Lawyer Chosen to Defend CFPB Before Supreme Court Backs Agency Structure
With the Department of Justice and Consumer Financial Protection Bureau (CFPB) itself opting against defending the agency’s leadership structure in the upcoming challenge to its constitutionality, former U.S. Solicitor General Paul Clement has been appointed by the court to defend the Bureau. In this capacity, Clement recently filed a brief contending that the agency’s leadership structure does not violate separation of powers.
Seila Law, who brought the dispute against the CFPB, claims in its lawsuit that the agency’s director was given too much power under the Dodd-Frank Act, as the legislation allows the president to remove the agency’s leader only when there is cause.

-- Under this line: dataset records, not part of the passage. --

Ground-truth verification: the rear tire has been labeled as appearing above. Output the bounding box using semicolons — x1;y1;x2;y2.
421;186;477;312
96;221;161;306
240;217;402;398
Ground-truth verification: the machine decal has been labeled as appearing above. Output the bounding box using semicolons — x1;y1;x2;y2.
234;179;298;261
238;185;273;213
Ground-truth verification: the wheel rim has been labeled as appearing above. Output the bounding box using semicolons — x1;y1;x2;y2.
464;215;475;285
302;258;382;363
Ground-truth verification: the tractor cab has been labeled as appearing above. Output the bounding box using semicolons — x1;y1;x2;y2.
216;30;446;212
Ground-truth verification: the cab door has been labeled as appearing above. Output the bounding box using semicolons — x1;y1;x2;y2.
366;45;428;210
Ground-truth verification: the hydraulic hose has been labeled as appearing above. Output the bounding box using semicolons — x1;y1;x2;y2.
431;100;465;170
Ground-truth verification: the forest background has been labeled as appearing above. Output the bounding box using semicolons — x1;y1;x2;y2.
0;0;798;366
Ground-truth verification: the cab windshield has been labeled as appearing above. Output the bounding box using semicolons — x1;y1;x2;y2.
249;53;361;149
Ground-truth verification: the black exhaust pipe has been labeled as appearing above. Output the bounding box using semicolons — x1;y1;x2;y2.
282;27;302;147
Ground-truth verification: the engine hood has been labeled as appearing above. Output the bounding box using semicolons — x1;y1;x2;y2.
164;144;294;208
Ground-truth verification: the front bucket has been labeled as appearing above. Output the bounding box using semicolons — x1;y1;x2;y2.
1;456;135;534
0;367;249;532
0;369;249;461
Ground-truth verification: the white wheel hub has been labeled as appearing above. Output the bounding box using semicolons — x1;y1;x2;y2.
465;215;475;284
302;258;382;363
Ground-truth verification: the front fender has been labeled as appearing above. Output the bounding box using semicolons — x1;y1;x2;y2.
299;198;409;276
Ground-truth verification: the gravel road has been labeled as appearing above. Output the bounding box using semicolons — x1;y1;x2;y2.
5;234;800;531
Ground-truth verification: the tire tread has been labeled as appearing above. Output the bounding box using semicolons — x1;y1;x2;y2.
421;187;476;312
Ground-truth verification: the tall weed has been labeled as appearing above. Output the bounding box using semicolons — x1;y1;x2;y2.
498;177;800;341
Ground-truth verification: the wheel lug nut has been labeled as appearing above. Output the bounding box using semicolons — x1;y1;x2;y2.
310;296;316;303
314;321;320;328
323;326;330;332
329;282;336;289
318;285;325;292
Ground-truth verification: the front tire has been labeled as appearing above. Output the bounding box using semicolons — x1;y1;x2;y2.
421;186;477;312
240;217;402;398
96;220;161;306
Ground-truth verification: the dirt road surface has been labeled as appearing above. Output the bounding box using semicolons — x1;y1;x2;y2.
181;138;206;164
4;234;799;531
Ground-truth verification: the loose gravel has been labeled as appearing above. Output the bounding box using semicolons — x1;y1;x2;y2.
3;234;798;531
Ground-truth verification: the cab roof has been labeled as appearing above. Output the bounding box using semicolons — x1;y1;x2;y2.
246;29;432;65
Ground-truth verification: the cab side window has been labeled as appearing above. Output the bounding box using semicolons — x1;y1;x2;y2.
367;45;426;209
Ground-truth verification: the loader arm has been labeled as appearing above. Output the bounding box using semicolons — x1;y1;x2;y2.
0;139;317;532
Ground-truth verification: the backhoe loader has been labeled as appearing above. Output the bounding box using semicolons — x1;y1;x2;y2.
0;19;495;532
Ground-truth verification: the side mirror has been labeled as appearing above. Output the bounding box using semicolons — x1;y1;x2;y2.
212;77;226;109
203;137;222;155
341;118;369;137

Clement, however, wrote in his brief that “there is no actual contested removal, and the current Director [Kathy Kraninger] views herself as serving at the pleasure of the President.”
The Supreme Court will hear arguments in March and determine whether a president has the authority to remove a director without cause. Congress stated that the director can currently be removed in cases of “inefficiency, neglect of duty, or malfeasance in office.”
The main reason that Clement provided to maintain the CFPB’s structure is that there is no ‘removal clause’ in the Constitution. He wrote that the “constitutional text is simply silent on the removal of executive officers, which is hardly a promising basis for invalidating an Act of Congress.”
Clement also wrote that simple restrictions to the president’s authority “do not cross a constitutional line.” Lastly, he argued that each time the Supreme Court had to rule on restricting the president’s removal powers, the vote has not been close, so justices have upheld congressional restrictions.